- Release poster
- Directed by: Elvis Mitchell
- Written by: Elvis Mitchell
- Starring: Margaret Avery; Harry Belafonte; Charles Burnett;
- Distributed by: Netflix
- Release dates: October 9, 2022 (New York Film Festival); October 28, 2022 (United States); November 11, 2022 (Netflix);
- Running time: 135 minutes
- Country: United States
- Language: English

= Is That Black Enough for You?!? =

2022 American documentary film

Is That Black Enough for You?!? (stylized in all caps) is a 2022 documentary film and film essay written and directed by culture critic and historian Elvis Mitchell.

==Summary==
The film examines the history, craft, and legacy of African-American cinema, particularly films released in the 1970s. It takes its title from a recurring line in Cotton Comes to Harlem (1970).

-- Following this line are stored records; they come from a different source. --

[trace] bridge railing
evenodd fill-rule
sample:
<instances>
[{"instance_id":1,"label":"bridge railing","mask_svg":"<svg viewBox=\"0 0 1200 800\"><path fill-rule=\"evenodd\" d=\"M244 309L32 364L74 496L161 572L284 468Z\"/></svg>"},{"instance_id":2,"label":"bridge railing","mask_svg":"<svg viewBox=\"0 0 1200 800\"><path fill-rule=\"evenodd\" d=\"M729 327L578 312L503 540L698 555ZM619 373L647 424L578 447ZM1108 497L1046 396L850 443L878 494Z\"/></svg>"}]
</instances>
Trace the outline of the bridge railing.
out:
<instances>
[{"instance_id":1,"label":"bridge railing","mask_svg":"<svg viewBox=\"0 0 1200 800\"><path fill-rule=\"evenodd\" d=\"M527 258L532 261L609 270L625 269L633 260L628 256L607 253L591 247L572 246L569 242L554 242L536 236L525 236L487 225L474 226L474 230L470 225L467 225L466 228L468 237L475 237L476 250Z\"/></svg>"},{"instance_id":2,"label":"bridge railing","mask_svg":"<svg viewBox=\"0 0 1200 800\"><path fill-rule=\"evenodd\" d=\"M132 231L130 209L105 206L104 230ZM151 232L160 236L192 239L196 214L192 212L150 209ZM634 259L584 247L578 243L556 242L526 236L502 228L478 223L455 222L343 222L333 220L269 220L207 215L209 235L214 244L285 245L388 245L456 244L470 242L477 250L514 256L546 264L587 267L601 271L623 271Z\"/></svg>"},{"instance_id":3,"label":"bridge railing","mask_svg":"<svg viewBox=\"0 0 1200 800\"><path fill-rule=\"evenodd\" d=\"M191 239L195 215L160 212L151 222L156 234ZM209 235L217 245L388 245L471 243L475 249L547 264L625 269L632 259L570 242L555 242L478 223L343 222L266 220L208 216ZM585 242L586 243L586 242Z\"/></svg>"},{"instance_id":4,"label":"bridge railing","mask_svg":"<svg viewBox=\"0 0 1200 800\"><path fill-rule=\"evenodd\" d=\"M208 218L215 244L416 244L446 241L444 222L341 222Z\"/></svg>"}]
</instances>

It includes film excerpts, personal history, and interviews with artists such as Margaret Avery, Harry Belafonte, Charles Burnett, Laurence Fishburne, Whoopi Goldberg, Samuel L. Jackson, Suzanne de Passe, Glynn Turman, Billy Dee Williams, and Zendaya.

== Release ==
Is That Black Enough for You?!? premiered at the 60th New York Film Festival on October 9, 2022, had its limited theatrical release on October 28, and was released on Netflix on November 11, 2022.

== Reception ==
On the review aggregator website Rotten Tomatoes, Is That Black Enough For You?!? holds a perfect score of 100%, based on 42 reviews with an average rating of 8.1/10. The site's consensus reads: "An indispensable watch for film buffs, Is That Black Enough for You?!? shines a sorely needed spotlight on a remarkably rich period in the medium's history." On Metacritic, which uses a weighted average, the film has a score of 83 out of 100 based on 16 reviews.